Sahil Goyal, a 2011-batch IDAS officer, has been selected as Director in the Department of Water Resources, River Development and Ganga Rejuvenation.

Jul 17, 2026 - 14:02
Jul 17, 2026 - 14:50
Sahil Goyal to Take Charge as Director, Water Resources Department

Sahil Goyal has been selected for appointment as Director in the Department of Water Resources, River Development and Ganga Rejuvenation, Delhi, under the Central Staffing Scheme for a period of five years. He is a 2011-batch officer of the Indian Defence Accounts Service (IDAS), according to the selection order, and joins the department as it continues work on multiple river-cleaning infrastructure projects along the Ganga and its tributaries.

The Department of Water Resources, River Development and Ganga Rejuvenation runs the Namami Gange programme and other river-cleaning and water infrastructure initiatives, alongside groundwater regulation and interlinking-of-rivers planning. A Director-level posting in this department involves scheme monitoring, fund release oversight and coordination with state water resource departments and river basin authorities, working across states that span the entire course of the Ganga from its Himalayan origin to the Bay of Bengal.

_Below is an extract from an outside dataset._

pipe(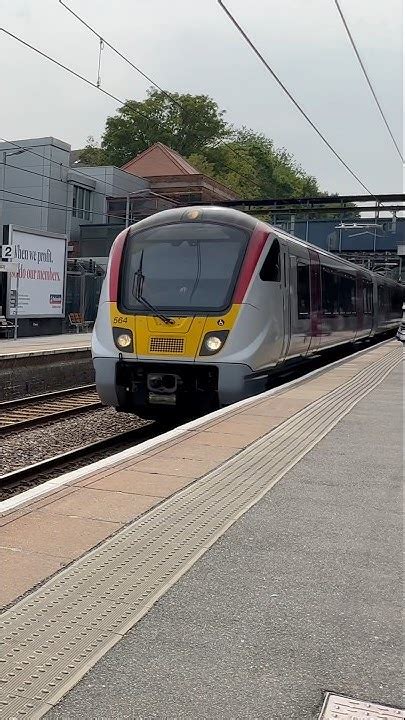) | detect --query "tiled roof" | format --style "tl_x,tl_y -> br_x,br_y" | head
121,142 -> 201,176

Goyal's background in the Indian Defence Accounts Service is notable for a water resources posting, since IDAS officers are trained primarily in defence financial management and audit, working within the Ministry of Defence's accounting and payment systems before becoming eligible for central deputation to other ministries roughly a decade into service. That training gives IDAS officers a distinct financial-scrutiny skill set relative to officers drawn from the IAS or state engineering services who more commonly staff this department.

IDAS officers who move into central deputation outside the defence establishment typically bring financial oversight expertise to departments managing large scheme budgets, and the water resources department — with the multi-year Namami Gange programme running into thousands of crores in allocated funding — is one such assignment where financial monitoring experience carries direct relevance, particularly in tracking whether sewage treatment plant construction contracts are proceeding on budget and on schedule.

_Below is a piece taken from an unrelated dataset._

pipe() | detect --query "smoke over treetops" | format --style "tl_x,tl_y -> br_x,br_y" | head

The five-year tenure, longer than the more common four-year Central Staffing Scheme posting, suggests a sustained assignment within a department currently in the later implementation phase of its river-cleaning infrastructure, including sewage treatment plant construction along the Ganga and its tributaries, where cost and timeline monitoring remain ongoing priorities. The longer tenure also allows continuity across multiple project review cycles rather than a shorter posting that would end mid-cycle.

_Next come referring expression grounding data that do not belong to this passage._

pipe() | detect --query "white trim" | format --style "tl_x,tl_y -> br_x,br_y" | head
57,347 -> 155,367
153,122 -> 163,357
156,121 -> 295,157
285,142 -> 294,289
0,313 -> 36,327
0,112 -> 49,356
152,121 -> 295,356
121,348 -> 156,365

As Director, Goyal is expected to work on the financial and administrative side of scheme implementation, coordinating fund releases tied to project milestones across the states through which the Ganga and its tributary rivers flow, alongside the department's broader groundwater and river interlinking mandates. The role also involves periodic reporting to the department's Secretary on utilisation of central grants released to state implementing agencies.

The selection was made under the Central Staffing Scheme for a five-year tenure, according to the order issued for the appointment. Goyal's appointment adds financial oversight capacity to a department managing one of the government's largest and longest-running environmental infrastructure programmes.